After a few session I was amazed at the results. I was able to sit in quiet for longer periods of time without my mind racing or feeling the need to get up and move. I began to have better insight on my life. I felt more connected with my thoughts and began slowly trusting in myself rather depending upon others for guidance. I developed a relationship with myself where I began to accept and love myself and treat myself with respect. I began to sleep better.

My life changed when I discovered gentle yoga. Anxiety decreased and I began taking risks I never thought I would take. Social anxiety melted away. I slowly left my old life and began a new more healthy journey.

Below are a few tips to help you get started with yoga. These suggestions are based off my personal experience and my experience as a clinical therapist who works with both children and adults:

1. Make the decision to try yoga in a class setting rather at home.
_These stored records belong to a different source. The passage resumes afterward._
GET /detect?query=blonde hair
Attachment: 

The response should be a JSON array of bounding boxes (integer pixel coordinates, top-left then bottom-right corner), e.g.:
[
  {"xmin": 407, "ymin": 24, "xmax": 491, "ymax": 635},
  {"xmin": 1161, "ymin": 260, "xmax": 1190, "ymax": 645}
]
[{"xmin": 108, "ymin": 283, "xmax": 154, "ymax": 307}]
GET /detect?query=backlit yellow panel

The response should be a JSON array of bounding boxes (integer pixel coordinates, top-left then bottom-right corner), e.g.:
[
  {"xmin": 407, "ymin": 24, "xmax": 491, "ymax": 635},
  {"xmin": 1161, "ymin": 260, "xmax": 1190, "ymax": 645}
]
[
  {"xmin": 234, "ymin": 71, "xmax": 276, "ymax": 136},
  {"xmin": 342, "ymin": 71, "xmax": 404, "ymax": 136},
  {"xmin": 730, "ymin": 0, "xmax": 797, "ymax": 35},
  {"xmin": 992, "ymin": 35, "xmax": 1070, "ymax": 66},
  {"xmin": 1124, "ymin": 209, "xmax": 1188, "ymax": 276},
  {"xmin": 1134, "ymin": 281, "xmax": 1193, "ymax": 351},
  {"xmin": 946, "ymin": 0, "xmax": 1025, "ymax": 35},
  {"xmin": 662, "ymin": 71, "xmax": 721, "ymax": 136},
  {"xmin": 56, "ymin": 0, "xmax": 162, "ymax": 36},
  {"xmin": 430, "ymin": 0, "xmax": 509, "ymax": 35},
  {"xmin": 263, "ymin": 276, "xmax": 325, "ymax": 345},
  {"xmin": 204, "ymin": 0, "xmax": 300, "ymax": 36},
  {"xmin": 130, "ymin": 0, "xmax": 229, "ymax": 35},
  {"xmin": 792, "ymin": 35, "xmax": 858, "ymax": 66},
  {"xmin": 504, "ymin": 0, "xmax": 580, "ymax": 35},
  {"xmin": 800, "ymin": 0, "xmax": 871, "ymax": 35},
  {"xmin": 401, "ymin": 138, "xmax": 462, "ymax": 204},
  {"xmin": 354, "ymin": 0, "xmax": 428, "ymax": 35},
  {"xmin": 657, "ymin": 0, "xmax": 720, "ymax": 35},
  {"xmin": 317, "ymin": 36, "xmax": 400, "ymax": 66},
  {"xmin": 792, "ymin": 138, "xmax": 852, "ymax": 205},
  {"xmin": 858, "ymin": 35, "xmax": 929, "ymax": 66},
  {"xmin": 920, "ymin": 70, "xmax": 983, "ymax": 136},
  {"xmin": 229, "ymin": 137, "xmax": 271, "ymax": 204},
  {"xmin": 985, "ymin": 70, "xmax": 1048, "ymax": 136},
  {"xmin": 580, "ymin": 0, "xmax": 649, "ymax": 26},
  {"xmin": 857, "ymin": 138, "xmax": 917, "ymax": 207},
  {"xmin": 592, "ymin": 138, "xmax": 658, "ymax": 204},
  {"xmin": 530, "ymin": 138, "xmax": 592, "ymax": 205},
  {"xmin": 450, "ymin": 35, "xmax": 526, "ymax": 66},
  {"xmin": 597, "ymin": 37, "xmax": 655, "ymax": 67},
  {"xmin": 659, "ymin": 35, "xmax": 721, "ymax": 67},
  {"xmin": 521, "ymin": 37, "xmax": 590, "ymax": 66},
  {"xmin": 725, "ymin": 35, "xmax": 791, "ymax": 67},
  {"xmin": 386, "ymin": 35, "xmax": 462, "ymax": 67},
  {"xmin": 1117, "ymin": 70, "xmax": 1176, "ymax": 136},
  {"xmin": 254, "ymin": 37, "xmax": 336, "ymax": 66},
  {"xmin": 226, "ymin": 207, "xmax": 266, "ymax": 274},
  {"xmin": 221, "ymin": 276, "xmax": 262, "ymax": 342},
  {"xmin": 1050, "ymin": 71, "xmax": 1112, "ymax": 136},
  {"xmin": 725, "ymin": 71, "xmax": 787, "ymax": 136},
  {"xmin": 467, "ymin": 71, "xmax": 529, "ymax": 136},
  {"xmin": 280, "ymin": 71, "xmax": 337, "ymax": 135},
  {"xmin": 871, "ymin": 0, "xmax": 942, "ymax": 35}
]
Life is busy. Whether you are a child, teen or adult, we all have things at home that deter us from staying focused. I tried yoga at home, but the phone would ring or the dryer would stop or there was cleaning to be done. Often times we push things off at home and say we will “do it later”.

2. Explore your yoga goals and expectations. Take some time to research on the internet what kinds of yoga there is. Talk to someone who knows yoga before signing up for a class. Really take the time to think about what you want to accomplish with your yoga practice. Do you want to strengthen your body? Are you looking to quiet the mind? Are you looking to calm your nerves? Are you seeking pain relief? Whatever your goals are there are lots of options available.

3. Pick a studio that has a calming atmosphere. This is very important especially if you are a sensitive person. When I choose a yoga studio, I look for a place that has calming lights, soft music and gentle assists. I also enjoy gentle guided meditation during yoga. Being sensitive can work against you or for you when it comes to yoga. If you are sensitive to sound, touch and sight, you will want to explore what kinds of senses are going to calm you and what kinds are going to cause more stress. I went to a yoga class that played soft calming music, had dim lighting and the teacher provided gentle assists. I loved this aspect of class. But parking at the studio was very stressful. I could never find a spot and when I did I had to walk in the dark alone in the city downtown (I am a country girl) to get to and from the class. Whatever stress relief I got from the class was often times compromised by my walk back to my car.

4. Shop Around. Finding a yoga studio, yoga practice and yoga teacher can be similar to finding a therapist or doctor. I often tell clients to shop around until you find the right fit. If you attend a yoga class and do not benefit from it know that it may not be the right kind of yoga for you. My first few experiences with yoga were more exercise based and I did not like them at all which is why it took me so long to incorporate yoga into my life. I enjoy physical exercise such as spinning and running. It took me years to discover a different form of yoga in which you are in resting poses and focusing more on meditation and breathing. This worked for me, but I do wish I learned about this kind of yoga years ago. Do not give up until you find what fits your body, mind and spirit.